Cette position s’inscrit dans le cadre du Plan RELANCE, nouveau référentiel de développement du Burkina Faso. Le programme prévoit que près de 65 % des besoins de financement soient couverts par des ressources nationales, contre environ 35 % attendus des partenaires internationaux.
Pour Jean Emmanuel Ouédraogo, cette répartition traduit la volonté du pays de renforcer sa souveraineté économique et de réduire sa dépendance à l’aide extérieure. « On ne peut pas revendiquer la souveraineté en tendant la main », a-t-il notamment soutenu, alors que les financements internationaux connaissent un recul.
Le Premier ministre estime ainsi que le contexte actuel doit encourager le Burkina Faso à développer davantage ses capacités internes de mobilisation de ressources et à construire son développement autour de ses propres priorités.

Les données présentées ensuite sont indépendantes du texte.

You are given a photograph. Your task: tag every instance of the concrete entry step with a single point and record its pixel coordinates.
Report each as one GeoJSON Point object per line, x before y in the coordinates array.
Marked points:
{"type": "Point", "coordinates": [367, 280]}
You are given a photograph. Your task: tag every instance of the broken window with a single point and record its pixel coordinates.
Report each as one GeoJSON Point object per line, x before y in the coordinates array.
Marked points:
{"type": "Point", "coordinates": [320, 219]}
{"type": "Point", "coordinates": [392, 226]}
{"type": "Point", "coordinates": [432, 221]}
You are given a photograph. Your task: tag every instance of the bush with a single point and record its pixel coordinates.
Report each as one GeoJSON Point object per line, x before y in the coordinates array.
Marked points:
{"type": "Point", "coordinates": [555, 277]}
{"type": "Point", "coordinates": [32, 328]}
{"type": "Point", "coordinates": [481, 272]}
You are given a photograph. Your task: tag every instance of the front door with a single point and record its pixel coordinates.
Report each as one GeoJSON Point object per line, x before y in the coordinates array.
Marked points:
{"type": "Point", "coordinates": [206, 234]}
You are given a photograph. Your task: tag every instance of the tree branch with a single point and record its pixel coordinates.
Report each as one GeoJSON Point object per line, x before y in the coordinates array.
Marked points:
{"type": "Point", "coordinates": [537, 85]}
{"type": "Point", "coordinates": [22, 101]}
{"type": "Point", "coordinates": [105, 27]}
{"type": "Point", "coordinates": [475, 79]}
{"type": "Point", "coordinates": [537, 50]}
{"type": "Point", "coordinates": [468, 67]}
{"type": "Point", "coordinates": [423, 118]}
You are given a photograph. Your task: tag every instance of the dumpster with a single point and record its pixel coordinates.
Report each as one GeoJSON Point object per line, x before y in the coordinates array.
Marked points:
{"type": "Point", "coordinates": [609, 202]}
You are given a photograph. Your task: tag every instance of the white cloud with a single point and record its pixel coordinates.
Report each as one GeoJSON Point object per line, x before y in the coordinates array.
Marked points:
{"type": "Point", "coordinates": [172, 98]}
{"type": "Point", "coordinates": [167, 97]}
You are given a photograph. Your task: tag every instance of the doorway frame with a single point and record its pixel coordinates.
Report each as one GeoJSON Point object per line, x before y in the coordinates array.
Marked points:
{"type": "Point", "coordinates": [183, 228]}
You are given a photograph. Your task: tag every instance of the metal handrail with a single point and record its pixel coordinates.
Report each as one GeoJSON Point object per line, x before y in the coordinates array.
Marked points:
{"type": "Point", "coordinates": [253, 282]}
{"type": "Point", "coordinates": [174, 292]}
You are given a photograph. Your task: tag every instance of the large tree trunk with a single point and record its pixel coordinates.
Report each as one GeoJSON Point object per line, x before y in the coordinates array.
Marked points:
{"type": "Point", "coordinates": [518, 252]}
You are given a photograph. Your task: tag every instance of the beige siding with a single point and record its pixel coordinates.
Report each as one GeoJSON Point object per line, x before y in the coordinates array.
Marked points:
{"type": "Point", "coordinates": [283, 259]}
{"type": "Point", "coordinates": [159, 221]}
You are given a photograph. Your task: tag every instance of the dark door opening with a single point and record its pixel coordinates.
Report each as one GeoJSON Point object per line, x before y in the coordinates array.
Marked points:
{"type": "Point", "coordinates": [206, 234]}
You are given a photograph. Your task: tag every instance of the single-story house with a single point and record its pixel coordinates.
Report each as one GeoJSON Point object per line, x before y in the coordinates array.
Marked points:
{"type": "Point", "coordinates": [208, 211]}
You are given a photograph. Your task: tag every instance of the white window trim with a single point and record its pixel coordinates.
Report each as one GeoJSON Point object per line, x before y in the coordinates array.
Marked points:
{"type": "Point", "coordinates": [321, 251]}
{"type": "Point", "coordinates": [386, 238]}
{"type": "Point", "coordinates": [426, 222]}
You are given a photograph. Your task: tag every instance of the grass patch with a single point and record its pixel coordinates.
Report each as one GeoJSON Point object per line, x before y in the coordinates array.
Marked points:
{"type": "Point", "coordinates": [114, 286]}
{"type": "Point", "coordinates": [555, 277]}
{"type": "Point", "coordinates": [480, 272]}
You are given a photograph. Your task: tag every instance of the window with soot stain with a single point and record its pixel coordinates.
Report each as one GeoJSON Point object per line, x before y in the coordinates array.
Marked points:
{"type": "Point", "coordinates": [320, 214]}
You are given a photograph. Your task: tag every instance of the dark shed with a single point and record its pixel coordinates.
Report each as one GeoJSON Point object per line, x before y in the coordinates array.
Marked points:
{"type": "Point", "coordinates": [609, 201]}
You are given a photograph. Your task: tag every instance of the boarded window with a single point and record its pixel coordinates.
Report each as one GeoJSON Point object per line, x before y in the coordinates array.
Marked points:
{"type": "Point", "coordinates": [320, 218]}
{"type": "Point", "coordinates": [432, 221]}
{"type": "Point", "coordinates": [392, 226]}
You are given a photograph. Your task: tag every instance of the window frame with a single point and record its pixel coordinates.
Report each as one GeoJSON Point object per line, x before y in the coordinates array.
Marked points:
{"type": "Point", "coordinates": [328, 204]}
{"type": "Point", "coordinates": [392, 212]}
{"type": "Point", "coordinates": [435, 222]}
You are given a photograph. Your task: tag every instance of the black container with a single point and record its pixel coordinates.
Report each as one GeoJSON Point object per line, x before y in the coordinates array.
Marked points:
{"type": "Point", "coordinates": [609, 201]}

De son côté, Haoliang Xu a salué les orientations présentées par les autorités burkinabè. Le responsable onusien a indiqué que l’accompagnement du PNUD pourrait évoluer vers un soutien davantage axé sur l’expertise technique, le renforcement des capacités institutionnelles et l’efficacité de l’action publique.
La mise en place de mécanismes d’achats groupés, susceptibles de réduire certaines dépenses et d’améliorer l’efficacité des ressources disponibles, figure également parmi les pistes évoquées.
La rencontre s’inscrit dans la tournée de Haoliang Xu au sein des trois pays de l’Alliance des États du Sahel (AES), à savoir le Burkina Faso, le Mali et le Niger. Une démarche destinée à repenser les modalités de coopération internationale en fonction des priorités et des choix souverains de ces États.
Pour Ouagadougou, le défi consiste désormais à transformer cette volonté d’autonomie en capacités durables de financement et de développement national.